PUBLISHED: 15:32 16 August 2013 | UPDATED: 15:32 16 August 2013
What’s the best battery and how many do you need?
We’re often asked “what’s the best battery, how many do I need for my boat and what’s the right alternator?” But the answers are not as clear cut as you might expect
words By Tony Brooks & Pictures by canal boat
You would think they are simple enough questions at face value, but giving the correct answer is a little more complex. There are a number of rules of thumb often bandied about such as the bank capacity being about four times your daily load and the alternator having an output of between one quarter and one third of the bank capacity. This means a 120Ah (Amp hour) daily load consumption would imply a bank size of about 480Ah and the alternator should have an output of between 30 and 40 amps. However, such an answer makes no allowance for your patterns of use and the charging regime. Unless the bank size, your consumption and the charging regime are reasonably well matched you will always tend to suffer problems in one form or another. Batteries are a series of lead grids with lead oxide powder pressed onto them and immersed in an acid, normally sulphuric acid. When discharged the lead oxide combines with the sulphur to form lead sulphate and when charged the sulphur is driven back into the acid leaving lead oxide plates. Unfortunately, the lead sulphate becomes increasingly difficult to reconvert as time goes by until it’s simply not possible to reconvert it. This is known as sulphation and it kills the majority of boat batteries not fitted with long-term, low current charging systems such as a shoreline multistage charger or a solar cell/wind generator. Two further problems are related to that lead powder. Over time it flakes off the plates and builds up in the bottom of the battery, so some more expensive batteries go to some lengths to prevent this. One way is to put the plates inside porous glass fibre envelopes. The plates are also likely to ‘shimmy’ or buckle when subjected to heavy load which again tends to shed material. Some exceptionally expensive batteries have plates formed into tubes or spirals to minimise such movement. The better the plates and powder are supported, the longer the potential life of the battery, so the more expensive batteries should have better internal designs. Batteries also have a finite number of charge discharge cycles. A ‘typical’ open cell leisure battery will only produce a very few hundred cycles whereas the expensive ones have well over 1,000. It is the low cyclic life of typical batteries and the need to optimise their life that leads to the ‘never discharge below 50%’ rule.

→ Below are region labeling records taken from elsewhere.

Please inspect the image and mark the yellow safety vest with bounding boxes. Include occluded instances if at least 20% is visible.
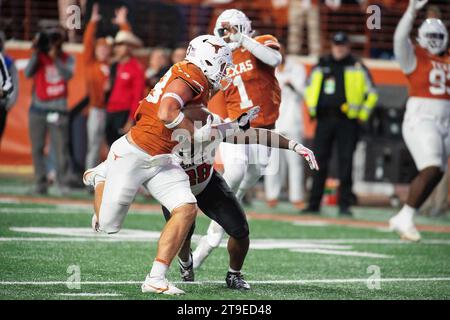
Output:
[305,63,378,122]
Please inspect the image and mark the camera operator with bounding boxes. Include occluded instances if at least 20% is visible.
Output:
[25,30,74,194]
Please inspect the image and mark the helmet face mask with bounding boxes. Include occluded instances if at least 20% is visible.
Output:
[417,19,448,55]
[214,9,254,50]
[186,35,233,90]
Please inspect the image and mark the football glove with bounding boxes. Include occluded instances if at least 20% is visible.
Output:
[289,140,319,171]
[193,116,212,143]
[409,0,428,11]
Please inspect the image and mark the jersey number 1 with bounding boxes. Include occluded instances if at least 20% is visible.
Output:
[233,76,253,109]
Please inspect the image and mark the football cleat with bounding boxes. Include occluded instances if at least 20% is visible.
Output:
[225,271,250,290]
[83,162,106,188]
[192,236,214,270]
[141,275,185,295]
[178,253,195,282]
[389,215,421,242]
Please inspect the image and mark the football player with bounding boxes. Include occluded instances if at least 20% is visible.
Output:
[83,35,239,294]
[193,9,312,268]
[389,0,450,241]
[85,106,317,290]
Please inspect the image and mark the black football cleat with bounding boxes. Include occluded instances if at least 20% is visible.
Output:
[225,271,250,290]
[178,253,195,282]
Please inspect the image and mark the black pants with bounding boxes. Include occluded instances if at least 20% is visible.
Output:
[105,111,130,147]
[162,171,249,239]
[309,118,359,210]
[0,105,8,143]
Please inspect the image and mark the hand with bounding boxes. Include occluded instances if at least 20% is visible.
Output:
[236,106,261,131]
[193,116,212,143]
[409,0,428,11]
[91,214,100,232]
[119,119,133,134]
[112,6,128,25]
[294,143,319,171]
[48,46,61,60]
[91,3,102,22]
[222,22,242,44]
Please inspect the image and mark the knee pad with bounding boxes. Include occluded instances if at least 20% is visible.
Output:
[98,223,122,234]
[207,221,225,248]
[229,223,250,239]
[223,165,246,192]
[186,222,195,239]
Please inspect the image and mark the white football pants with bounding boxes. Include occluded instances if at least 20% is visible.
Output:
[99,136,197,233]
[402,97,450,171]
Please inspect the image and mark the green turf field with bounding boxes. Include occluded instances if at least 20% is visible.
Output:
[0,182,450,300]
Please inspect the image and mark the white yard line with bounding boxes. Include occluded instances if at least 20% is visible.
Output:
[290,248,393,259]
[59,292,121,297]
[0,277,450,286]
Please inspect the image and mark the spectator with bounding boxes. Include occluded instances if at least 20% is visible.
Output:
[106,30,145,146]
[288,0,321,56]
[170,46,187,64]
[25,30,74,194]
[0,31,19,144]
[145,48,169,89]
[264,49,306,209]
[304,32,378,215]
[83,3,130,168]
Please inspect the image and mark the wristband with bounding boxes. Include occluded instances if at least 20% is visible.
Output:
[164,111,184,129]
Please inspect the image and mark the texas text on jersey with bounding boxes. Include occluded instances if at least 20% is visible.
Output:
[208,35,281,128]
[130,61,209,156]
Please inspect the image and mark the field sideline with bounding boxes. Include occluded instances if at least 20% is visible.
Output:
[0,185,450,300]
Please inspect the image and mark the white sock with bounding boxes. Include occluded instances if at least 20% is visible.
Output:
[150,260,169,279]
[228,267,241,273]
[178,255,192,268]
[399,204,417,220]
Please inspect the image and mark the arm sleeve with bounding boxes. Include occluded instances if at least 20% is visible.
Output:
[24,52,39,78]
[0,54,13,95]
[129,65,145,119]
[242,35,282,68]
[55,56,75,81]
[83,21,97,64]
[6,64,19,110]
[394,8,417,74]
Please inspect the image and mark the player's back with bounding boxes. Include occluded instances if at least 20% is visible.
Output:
[406,45,450,100]
[223,35,281,127]
[130,61,209,155]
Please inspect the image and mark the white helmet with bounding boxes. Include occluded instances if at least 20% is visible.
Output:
[186,35,233,90]
[214,9,253,50]
[417,19,448,55]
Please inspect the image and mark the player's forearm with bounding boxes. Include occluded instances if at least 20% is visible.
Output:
[394,7,417,73]
[242,35,282,68]
[225,128,290,149]
[158,104,194,136]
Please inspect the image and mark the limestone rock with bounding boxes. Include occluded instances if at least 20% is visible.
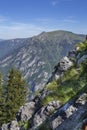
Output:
[33,101,60,126]
[17,102,35,122]
[58,57,73,71]
[77,55,87,65]
[65,105,77,118]
[76,93,87,105]
[51,116,64,130]
[10,120,20,130]
[1,124,9,130]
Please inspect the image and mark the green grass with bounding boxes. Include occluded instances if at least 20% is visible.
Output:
[41,56,87,106]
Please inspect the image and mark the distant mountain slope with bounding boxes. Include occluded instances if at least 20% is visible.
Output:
[0,31,85,91]
[0,39,25,58]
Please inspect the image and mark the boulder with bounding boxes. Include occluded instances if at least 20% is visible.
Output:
[17,102,35,122]
[51,116,64,130]
[58,57,73,71]
[32,101,60,127]
[76,93,87,105]
[65,105,77,118]
[10,120,20,130]
[77,55,87,65]
[1,124,9,130]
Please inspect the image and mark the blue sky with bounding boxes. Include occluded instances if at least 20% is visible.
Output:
[0,0,87,39]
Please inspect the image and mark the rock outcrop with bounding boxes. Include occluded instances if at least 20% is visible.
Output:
[32,101,60,127]
[17,102,35,122]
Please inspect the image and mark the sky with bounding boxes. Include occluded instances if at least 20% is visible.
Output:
[0,0,87,39]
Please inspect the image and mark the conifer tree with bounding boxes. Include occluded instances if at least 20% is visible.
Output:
[5,69,26,122]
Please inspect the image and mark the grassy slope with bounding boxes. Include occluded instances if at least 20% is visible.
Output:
[41,41,87,105]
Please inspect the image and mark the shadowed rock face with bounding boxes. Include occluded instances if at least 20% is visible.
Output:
[0,31,85,92]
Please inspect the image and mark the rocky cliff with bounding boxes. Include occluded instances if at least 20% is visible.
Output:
[2,37,87,130]
[0,31,84,92]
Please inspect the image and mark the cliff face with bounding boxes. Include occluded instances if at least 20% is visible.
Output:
[2,40,87,130]
[0,31,84,92]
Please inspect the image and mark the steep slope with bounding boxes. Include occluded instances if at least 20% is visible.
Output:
[2,35,87,130]
[0,39,26,58]
[0,31,84,91]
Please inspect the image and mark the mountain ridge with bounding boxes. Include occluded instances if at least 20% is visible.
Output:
[0,31,85,91]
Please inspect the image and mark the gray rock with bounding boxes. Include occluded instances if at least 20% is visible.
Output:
[65,105,77,118]
[77,55,87,65]
[10,120,20,130]
[33,101,60,126]
[76,93,87,105]
[17,102,35,122]
[1,124,9,130]
[68,50,76,58]
[58,57,73,71]
[51,116,64,130]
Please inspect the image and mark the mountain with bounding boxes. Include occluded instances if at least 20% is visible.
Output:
[0,31,85,91]
[0,39,25,58]
[2,35,87,130]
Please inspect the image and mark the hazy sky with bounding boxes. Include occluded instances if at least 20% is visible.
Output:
[0,0,87,39]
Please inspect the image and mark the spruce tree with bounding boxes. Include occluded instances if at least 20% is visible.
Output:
[5,69,26,122]
[0,73,4,126]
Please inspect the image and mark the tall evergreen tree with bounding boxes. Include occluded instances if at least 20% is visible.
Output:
[5,69,26,122]
[0,73,4,125]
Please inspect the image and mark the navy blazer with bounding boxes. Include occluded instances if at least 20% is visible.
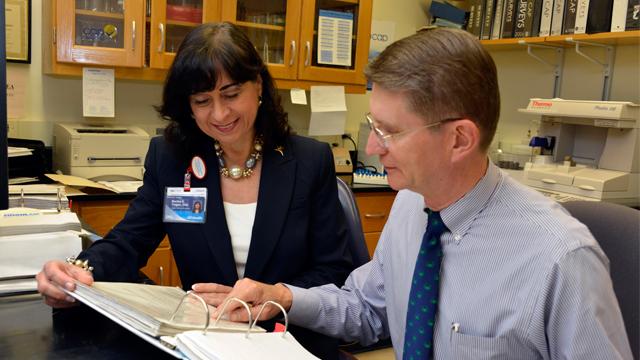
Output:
[79,136,353,358]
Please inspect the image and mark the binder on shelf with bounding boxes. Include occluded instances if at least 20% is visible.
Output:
[513,0,535,38]
[538,0,560,36]
[610,0,629,32]
[491,0,505,40]
[527,0,543,36]
[550,0,566,36]
[562,0,578,34]
[573,0,602,34]
[587,0,613,34]
[480,0,495,40]
[502,0,518,39]
[625,0,640,31]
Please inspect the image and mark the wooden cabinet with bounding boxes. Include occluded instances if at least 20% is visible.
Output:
[147,0,221,69]
[355,191,396,256]
[222,0,372,92]
[42,0,372,93]
[71,198,180,286]
[54,0,145,67]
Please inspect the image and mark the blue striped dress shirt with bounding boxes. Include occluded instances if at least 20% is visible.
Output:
[289,162,632,359]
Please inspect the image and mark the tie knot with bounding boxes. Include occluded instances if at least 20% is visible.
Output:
[427,209,447,239]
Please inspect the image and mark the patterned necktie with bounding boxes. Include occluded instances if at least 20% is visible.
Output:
[402,209,447,360]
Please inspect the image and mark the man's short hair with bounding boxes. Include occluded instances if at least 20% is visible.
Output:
[365,28,500,151]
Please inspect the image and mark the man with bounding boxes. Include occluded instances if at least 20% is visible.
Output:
[214,29,631,359]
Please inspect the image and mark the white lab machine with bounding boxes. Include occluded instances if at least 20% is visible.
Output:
[519,98,640,206]
[53,124,150,181]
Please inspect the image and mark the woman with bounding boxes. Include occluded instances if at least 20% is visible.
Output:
[37,23,352,358]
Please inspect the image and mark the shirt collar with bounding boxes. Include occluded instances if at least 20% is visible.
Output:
[440,160,502,243]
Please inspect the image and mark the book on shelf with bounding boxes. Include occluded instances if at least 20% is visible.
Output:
[549,0,566,36]
[527,0,544,36]
[431,17,464,29]
[63,282,316,359]
[562,0,578,35]
[513,0,535,38]
[573,0,589,34]
[538,0,560,36]
[625,0,640,31]
[586,0,613,34]
[480,0,495,40]
[491,0,505,40]
[429,0,467,24]
[501,0,518,39]
[609,0,632,32]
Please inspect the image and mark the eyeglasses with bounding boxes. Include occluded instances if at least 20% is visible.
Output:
[364,113,462,149]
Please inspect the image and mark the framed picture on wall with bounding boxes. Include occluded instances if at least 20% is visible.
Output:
[4,0,31,64]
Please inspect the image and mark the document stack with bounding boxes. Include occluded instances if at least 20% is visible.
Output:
[63,282,316,360]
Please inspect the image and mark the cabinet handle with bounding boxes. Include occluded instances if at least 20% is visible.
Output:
[364,213,386,219]
[131,20,136,51]
[304,41,311,66]
[158,23,165,53]
[289,40,296,66]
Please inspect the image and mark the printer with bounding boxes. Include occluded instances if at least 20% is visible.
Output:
[519,98,640,206]
[53,123,149,181]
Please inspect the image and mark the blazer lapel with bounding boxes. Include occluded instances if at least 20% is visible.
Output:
[244,146,296,279]
[198,145,238,286]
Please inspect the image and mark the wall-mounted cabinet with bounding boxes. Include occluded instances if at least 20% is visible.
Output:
[43,0,372,93]
[222,0,372,92]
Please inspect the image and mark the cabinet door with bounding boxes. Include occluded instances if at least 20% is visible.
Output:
[55,0,144,67]
[222,0,302,79]
[147,0,220,69]
[298,0,372,85]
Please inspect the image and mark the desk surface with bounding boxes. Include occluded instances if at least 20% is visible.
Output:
[0,295,173,359]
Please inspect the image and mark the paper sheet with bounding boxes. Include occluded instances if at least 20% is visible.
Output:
[318,10,353,66]
[82,68,115,117]
[309,86,347,136]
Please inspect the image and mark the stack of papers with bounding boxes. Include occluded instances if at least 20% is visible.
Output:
[9,184,69,210]
[0,231,82,278]
[69,282,265,337]
[0,208,82,238]
[7,146,33,157]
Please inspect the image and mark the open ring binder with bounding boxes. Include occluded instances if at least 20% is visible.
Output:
[215,297,255,338]
[169,290,210,335]
[249,300,289,337]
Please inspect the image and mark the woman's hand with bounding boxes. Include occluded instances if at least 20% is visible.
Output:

Most batteries are tested and given a capacity according to how much electricity they can supply when run from fully charged to discharged over 20 hours. Some very expensive ones do the same but only over five hours. The way batteries work means that if they are discharged slowly (over 20 hours, for instance) they can deliver far more electricity than if they were discharged faster (over five hours). This means that of two batteries of the same capacity but tested over different times, the one quoted at the five-hour rate will actually have a much higher effective capacity.
There are two main battery types, open cell wet batteries and a variety of sealed batteries. These are then subdivided into separate technologies and methods of construction. The first group includes ‘ordinary’ batteries and true deep cycle two-volt traction cells. The second group includes sealed ‘maintenance-free’ batteries which are similar to ordinary wet open cell batteries but are sealed, plus Absorbed Glass Mat (AGM) batteries where liquid acid is held in glass fibre wadding, and gel batteries where the acid is in jelly form. The last two types are also known as ‘starved electrolyte’ batteries and this entire group will give a better performance than wet open cell batteries; one problem with them is that an ordinary boater can only test them with a voltmeter so it’s hard to carry out a reliable test. In contrast, open cell batteries can be tested with a hydrometer, which is easy. Combining this with a voltmeter test indicates the degree of sulphation present and the state of the battery. A word of caution if you are thinking of getting gel or AGM batteries; some of these need a lower charging voltage than ‘normal’ batteries so always check the maker’s specification sheet and make sure your charging equipment complies or can be set to comply. All sealed batteries have a critical upper charging voltage that should never be exceeded.
Which is the best battery type?
This section assumes that the bank has adequate capacity. If you rely on engine charging alone, you may well kill the battery by sulphation before it runs out of cyclic capacity, so you might as well choose cheaper wet open cell ‘leisure’-type batteries. If the ability to easily test the batteries yourself is important, then wet, open cell batteries would be a good choice. If you are absolutely sure you can regularly fully recharge the batteries, then the two-volt traction cells should last well over ten years. If you have adequate external charging so that the batteries are regularly fully charged, and as long as you are not concerned about testing them, the AGM or gel batteries should give longer life and better performance.